Russia seeks 10 years in prison for Putin foe
December 20, 2014  02:55
Russian prosecutors today asked a court to sentence President Vladimir Putin's chief foe to 10 years in prison, but the defiant opposition leader vowed to keep up his fight against the Kremlin regime.

Alexei Navalny, 38, rose to prominence with his investigations of official corruption and played a leading role in organizing massive anti-Putin street protests in 2011 and 2012. But within a month of the government's May 2012 crackdown on the opposition, investigators slapped Navalny with several criminal cases.

In a trial last summer, Navalny was found guilty of embezzlement and sentenced to prison, but he was released the next day after thousands of people protested in the streets of Moscow. He was given a suspended sentence instead.

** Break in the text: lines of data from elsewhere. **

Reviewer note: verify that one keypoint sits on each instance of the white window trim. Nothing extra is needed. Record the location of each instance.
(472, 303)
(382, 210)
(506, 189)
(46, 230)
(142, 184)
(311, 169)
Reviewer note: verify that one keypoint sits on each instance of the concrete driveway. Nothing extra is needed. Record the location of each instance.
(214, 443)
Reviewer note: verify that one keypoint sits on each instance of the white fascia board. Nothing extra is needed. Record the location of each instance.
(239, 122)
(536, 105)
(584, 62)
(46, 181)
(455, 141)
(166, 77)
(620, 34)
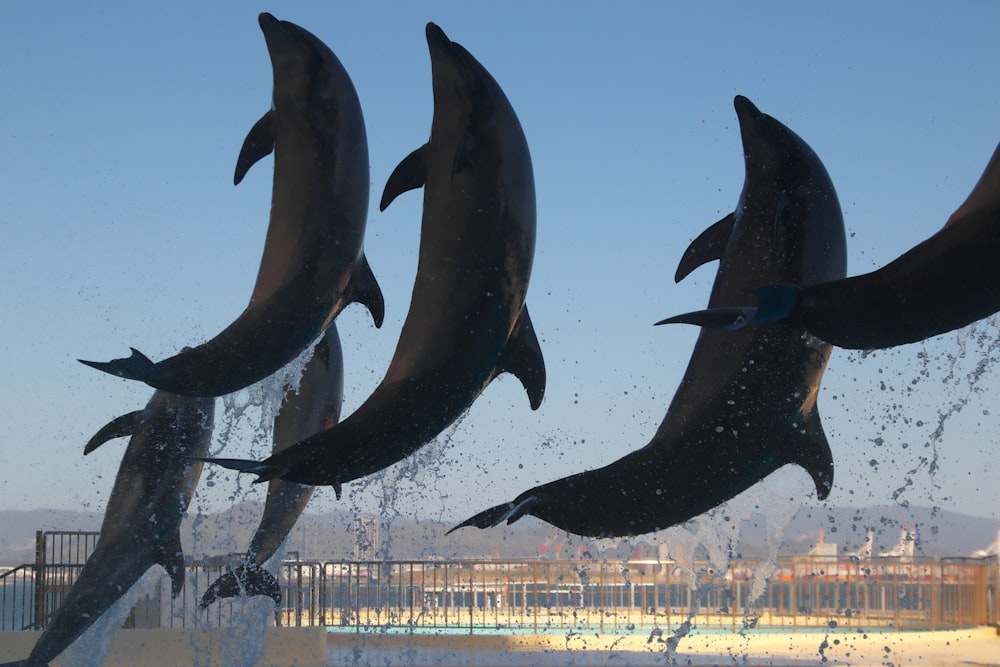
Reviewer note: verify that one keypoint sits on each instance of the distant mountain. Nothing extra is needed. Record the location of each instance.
(329, 536)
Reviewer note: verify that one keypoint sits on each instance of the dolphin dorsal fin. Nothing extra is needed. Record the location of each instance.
(364, 289)
(708, 247)
(522, 357)
(258, 144)
(119, 427)
(808, 447)
(409, 174)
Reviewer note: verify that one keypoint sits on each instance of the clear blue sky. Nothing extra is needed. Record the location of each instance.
(120, 128)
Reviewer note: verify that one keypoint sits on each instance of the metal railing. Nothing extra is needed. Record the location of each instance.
(623, 596)
(476, 596)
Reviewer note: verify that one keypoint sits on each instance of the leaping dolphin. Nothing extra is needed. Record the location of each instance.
(746, 405)
(313, 407)
(141, 525)
(467, 321)
(313, 264)
(945, 283)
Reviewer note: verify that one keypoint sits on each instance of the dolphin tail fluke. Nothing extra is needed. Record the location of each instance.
(494, 516)
(248, 580)
(123, 426)
(258, 145)
(811, 450)
(364, 289)
(265, 471)
(171, 558)
(708, 247)
(409, 174)
(135, 367)
(522, 356)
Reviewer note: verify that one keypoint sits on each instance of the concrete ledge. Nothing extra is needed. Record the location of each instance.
(841, 646)
(283, 647)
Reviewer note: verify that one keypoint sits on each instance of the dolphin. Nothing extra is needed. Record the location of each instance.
(141, 526)
(314, 406)
(467, 321)
(313, 264)
(746, 404)
(944, 283)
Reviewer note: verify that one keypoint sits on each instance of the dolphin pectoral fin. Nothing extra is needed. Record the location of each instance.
(494, 516)
(120, 427)
(708, 247)
(409, 174)
(985, 194)
(726, 319)
(522, 357)
(135, 367)
(811, 451)
(171, 557)
(249, 580)
(265, 471)
(258, 144)
(364, 289)
(777, 302)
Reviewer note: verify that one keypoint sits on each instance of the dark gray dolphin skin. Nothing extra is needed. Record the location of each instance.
(314, 407)
(746, 405)
(141, 525)
(947, 282)
(467, 321)
(313, 264)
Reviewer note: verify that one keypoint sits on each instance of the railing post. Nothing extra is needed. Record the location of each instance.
(39, 614)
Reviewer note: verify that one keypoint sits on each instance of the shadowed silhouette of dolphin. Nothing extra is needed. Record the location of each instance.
(314, 406)
(947, 282)
(313, 264)
(467, 321)
(746, 405)
(141, 525)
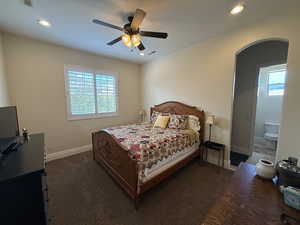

In their closing arguments in a separate trial in a Moscow courthouse, prosecutors asked a judge today to convict Navalny and imprison him for nine years, with an additional year added because of the prior conviction. 

Navalny and his brother Oleg are being prosecuted for allegedly defrauding a French cosmetics company. The company, Yves Rocher, wrote a complaint to investigators, but its representatives have insisted throughout the trial that there never were any damages. The French executive who wrote the complaint also left Russia shortly afterwards and never attended the hearings.